Jon Odorico

Credentials: MD

Position title: Director, Islet Core; Professor of Surgery

Email: jon@surgery.wisc.edu

Islet Biology Core Odorico Lab

My laboratory studies pancreatic lineage differentiation from pluripotent stem cells, including ESCs and induced pluripotent stem cells (iPSCs). The work is designed to address two critical needs: the need to generate an unlimited supply of functional insulin-secreting beta cells to replace those destroyed in patients with diabetes, and the need for a culture-based model system to study, specifically, human pancreas and islet development.
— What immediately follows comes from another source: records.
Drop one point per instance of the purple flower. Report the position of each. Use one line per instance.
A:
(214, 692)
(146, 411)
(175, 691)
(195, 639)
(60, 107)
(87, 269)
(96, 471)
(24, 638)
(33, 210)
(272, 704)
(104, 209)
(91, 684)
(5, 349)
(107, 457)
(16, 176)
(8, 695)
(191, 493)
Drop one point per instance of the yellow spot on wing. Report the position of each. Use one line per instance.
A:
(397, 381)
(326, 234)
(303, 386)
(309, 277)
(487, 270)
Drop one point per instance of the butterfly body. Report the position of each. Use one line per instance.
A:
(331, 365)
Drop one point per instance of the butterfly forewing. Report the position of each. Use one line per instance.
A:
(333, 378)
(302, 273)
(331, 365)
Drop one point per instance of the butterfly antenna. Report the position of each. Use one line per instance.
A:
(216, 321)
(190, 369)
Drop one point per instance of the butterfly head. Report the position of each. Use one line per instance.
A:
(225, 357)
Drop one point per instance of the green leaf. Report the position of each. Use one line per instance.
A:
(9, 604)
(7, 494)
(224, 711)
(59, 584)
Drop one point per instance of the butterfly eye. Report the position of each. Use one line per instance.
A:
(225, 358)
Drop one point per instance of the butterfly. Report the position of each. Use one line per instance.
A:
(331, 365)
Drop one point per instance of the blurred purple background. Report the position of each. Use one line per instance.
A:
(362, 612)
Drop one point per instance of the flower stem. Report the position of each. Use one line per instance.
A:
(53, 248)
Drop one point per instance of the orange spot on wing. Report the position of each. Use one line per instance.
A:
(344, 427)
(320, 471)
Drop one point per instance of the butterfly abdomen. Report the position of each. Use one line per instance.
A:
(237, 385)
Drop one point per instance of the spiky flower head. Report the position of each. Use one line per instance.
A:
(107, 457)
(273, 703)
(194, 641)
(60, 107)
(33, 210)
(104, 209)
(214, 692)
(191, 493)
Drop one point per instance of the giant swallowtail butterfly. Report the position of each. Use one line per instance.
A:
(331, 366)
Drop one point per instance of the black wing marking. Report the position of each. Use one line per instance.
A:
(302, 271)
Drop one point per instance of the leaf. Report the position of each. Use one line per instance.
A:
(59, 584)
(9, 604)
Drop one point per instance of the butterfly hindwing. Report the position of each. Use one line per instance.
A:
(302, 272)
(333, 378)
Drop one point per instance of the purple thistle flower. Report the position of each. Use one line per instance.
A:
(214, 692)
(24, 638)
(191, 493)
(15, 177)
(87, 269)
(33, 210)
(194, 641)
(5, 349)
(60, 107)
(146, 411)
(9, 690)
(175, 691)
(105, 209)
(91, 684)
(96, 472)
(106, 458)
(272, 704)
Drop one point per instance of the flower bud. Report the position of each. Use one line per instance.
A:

We have pioneered an in vitro model of human pancreas development and continually improved protocols for differentiating pluripotent stem cells towards pancreatic lineages, resulting in glucose- responsive insulin producing islet-like clusters. Realizing the importance of organ-specific extracellular matrix (ECM) in cell fates, we have recently developed novel methods for decellularizing human pancreatic tissue and have successfully produced a hydrogel which affords the opportunity to study the matrisome and matrix/stem cell-derived islet/human islet interactions. In collaboration with the lab of Dr. Lingjun Li in the UW School of Pharmacy we are studying the matrisome and proteome of normal human pancreas from fetal stages through old age. Recently we showed that combining human pancreatic hydrogel with human cadaver islets in culture improves the phenotype and function of the cells. We are also studying whether and how pancreatic ECM hydrogel can improve the maturation and function of stem cell-derived islet organoids.